Cunha diz que rompimento com Planalto não gera 'crise institucional'

O presidente da Câmara, Eduardo Cunha (PMDB-RJ), reiterou nesta terça-feira a afirmação do vice-presidente da República e articulador político do governo, Michel Temer, confirmando que não vê uma crise institucional no país. “Crise institucional é muito forte e muito dura. O Brasil não está vivendo uma crise institucional. Ele tem razão”, disse Cunha.

Nesta segunda (20), Temer classificou de "crisezinha" o impasse entre Cunha e a presidente Dilma Rousseff. Questionado sobre a fala de Temer, Cunha afirmou: “A pergunta foi se haveria uma crise institucional. Ele disse que não havia uma crise institucional, que tinha uma crisezinha. A palavra crise institucional é muito forte, é muito dura. O Brasil não está vivendo uma crise institucional”.

O presidente da Câmara também ressaltou que a decisão de integrar a oposição ao governo Dilma no Congresso Nacional é “pessoal”. “A minha posição é de natureza sempre pessoal. A minha tese vou defender no Congresso do partido, na minha militância, e não tem nada a ver com a minha posição de presidente da Câmara. Acho que o PMDB tem que rever a aliança”, disse.

Eduardo Cunha também comentou as pautas do segundo semestre. A discussão sobre o pacto federativo será inevitável, se depender do presidente da Casa. Ele já manifestou algumas vezes a intenção de incluir o tema na pauta dos próximos meses, e para atingir essa meta, tem frequentado sua sala no Congresso Nacional, em pleno recesso branco, debruçando-se sobre propostas que tratam do equilíbrio de forças entre os entes federados.

Na carona da matéria, Cunha pretende também tratar da reforma tributária, que, segundo ele, é consequência do pacto federativo. Ele disse hoje (21) que tratar a reforma tributária isoladamente do pacto pode acarretar em erros. "Então, estou pegando todas as propostas, que são muitas. Levei muita coisa para casa ontem [20]”, explicou. O parlamentar adiantou ainda que aproveita a queda no ritmo de atividades da Câmara para tratar também de questões administrativas.
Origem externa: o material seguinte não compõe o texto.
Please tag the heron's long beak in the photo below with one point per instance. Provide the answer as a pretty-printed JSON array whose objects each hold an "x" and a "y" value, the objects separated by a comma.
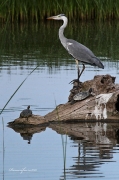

Outro assunto que Eduardo Cunha pretende definir é a a reforma do Imposto sobre Circulação de Mercadorias e Serviços (ICMS). O parlamentar tem dado recado claro para que o governo encampe um projeto próprio para que os deputados se posicionem, e disse que não aceitará nova proposta sobre o tema, enviada pelo Senado. Hoje, Cunha se encontraria com o governador de São Paulo, Geraldo Alckmin, para tratar sobre o assunto, mas o encontro foi adiado e deve ocorrer na próxima segunda-feira (27), na capital paulista.

Sobre a pauta da Câmara na volta do recesso – na primeira semana de agosto –, o presidente da Casa garantiu que não terá mudanças. Na fila de matérias a serem concluídas pelo plenário está a finalização da proposta de emenda à Constituição (PEC) da reforma política, o segundo turno de votação da PEC da maioridade penal, a análise das contas de governos que já estão prontas para serem votadas e projeto de lei que muda as regras de correção do Fundo de Garantia do Tempo de Serviço (FGTS).